Seules 1% des victimes font part de leurs pertes. Les victimes souvent ne font souvent pas confiance aux autorités chargées de faire respecter la loi et par conséquent, ne considèrent pas que cela mérite qu’on y accorde du temps et de l’argent. De plus, pour les entreprises, faire part des pertes associées aux cyber attaques peut conduire à une perte de confiance de la part des consommateurs ou des clients, une fois que l’information est rendue publique comme conséquence du processus d’enquête.

Quel est l’impact de la cyber sécurité et de la protection des données personnelles sur l’économie chinoise ?

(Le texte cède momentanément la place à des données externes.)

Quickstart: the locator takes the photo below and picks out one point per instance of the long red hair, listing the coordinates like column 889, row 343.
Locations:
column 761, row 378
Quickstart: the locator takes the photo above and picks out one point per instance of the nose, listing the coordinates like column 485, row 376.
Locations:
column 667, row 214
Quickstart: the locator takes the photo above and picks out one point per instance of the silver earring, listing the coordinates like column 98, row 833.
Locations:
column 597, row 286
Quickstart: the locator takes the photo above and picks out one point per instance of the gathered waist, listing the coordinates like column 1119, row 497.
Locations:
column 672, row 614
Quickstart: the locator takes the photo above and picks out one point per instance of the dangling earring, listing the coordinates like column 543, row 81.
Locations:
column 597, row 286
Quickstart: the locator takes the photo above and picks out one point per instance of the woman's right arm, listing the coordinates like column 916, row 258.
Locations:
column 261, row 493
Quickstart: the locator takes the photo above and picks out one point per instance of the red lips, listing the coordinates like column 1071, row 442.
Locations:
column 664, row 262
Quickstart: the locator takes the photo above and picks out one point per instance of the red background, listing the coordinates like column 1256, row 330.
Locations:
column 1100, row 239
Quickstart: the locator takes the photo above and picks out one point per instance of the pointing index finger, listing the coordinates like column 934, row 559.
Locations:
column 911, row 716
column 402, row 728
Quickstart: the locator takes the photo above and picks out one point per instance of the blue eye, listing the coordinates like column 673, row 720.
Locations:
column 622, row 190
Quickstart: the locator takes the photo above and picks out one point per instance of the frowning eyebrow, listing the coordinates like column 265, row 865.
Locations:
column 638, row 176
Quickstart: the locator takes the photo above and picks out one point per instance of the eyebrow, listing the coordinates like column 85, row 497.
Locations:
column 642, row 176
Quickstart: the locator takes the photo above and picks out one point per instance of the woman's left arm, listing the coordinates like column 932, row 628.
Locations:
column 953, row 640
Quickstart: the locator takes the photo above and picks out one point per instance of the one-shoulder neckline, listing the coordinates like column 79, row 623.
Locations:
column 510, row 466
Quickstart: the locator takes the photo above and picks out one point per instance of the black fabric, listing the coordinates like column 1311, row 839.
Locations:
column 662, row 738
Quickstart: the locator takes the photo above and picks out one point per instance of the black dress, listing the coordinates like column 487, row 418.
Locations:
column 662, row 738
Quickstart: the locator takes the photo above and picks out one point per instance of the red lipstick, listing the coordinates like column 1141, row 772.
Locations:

La protection de la vie privée par les entreprises est perçue comme un argument économique. Cette année les ministères chinois ont mis en place des groupes ad hoc dédiés à la gestion des applications, la conformité aux normes de sécurité es données. Cela aidera à déterminer si une application est dangereuse ou non. Par conséquent, des entreprises pourraient devenir soucieuses de leur réputation et être amenées à se préoccuper de l’utilisation et du respect de la vie privée d’un individu.

Est-ce que la protection des données est un sujet d’intérêt général en Chine ?

Depuis 2017, les chinois parlent beaucoup plus de cyber sécurité ; l’intérêt du public et la demande de la population en matière de cyber sécurité a augmenté. La protection individuelle, la sensibilisation à propos de ce sujet et la protection publique ont toutes augmenté de manière spectaculaire. Par exemple, beaucoup d’entreprises refusent d’être cotées en bourses pour des raisons de confidentialité.

Quelle est la vision chinoise concernant l’incitative européenne du RGPD ? Est-ce qu’en terme de protection des données elle est considérée comme un bon instrument juridique ?

Le RGPD a un rôle déterminant dans l’augmentation de la sensibilisation du public à l’égard de la protection des données personnelles. Le RGPD a aidé beaucoup de pays à créer un cadre pour la protection de la vie privée. Nous partageons beaucoup de valeurs au sujet de la protection des données personnelles comme les droits fondamentaux de protection ainsi que le consentement des utilisateurs vis-à-vis des opérateurs de réseau. Je dirais d’abord que nous partageons une expérience et qu’ensuite nous pouvons avoir des échanges bilatéraux et des références permettant l’amélioration de ces systèmes de protection des données personnelles.

Il y a aussi des recherches concernant la conformité au RGPD faites par des entreprises chinoises. Le RGPD est vu comme proposant des standards élevés de protection. Le travail de conformité des entreprises fonctionne pour les entreprises chinoises comme instrument pour entrer sur le marché européen. Si l’entreprise remarque que son activité contient un risque de violation du RGPD, elle fera marche arrière.

Jusqu’à maintenant, il n’y a eu aucune affaire de violation du RGPD mettant en cause des entreprises chinoises. Si une entreprise chinoise violait le RGPD, il y aurait plusieurs moyens pour faire appliquer une décision de justice. D’abord, cela pourrait impliquer une reconnaissance officielle en Chine d’une décision civile rendue par un tribunal européen. C’est possible et cela a déjà réussi dans certaines affaires. Ensuite, l’on pourrait avoir recours à un arbitrage international. Enfin, la dernière mesure pourrait impliquer le Comité européen de la protection des données, qui pourrait par exemple décider de refuser d’accorder un visa en Europe à un membre d’une entreprise chinoise ayant violé le RGPD.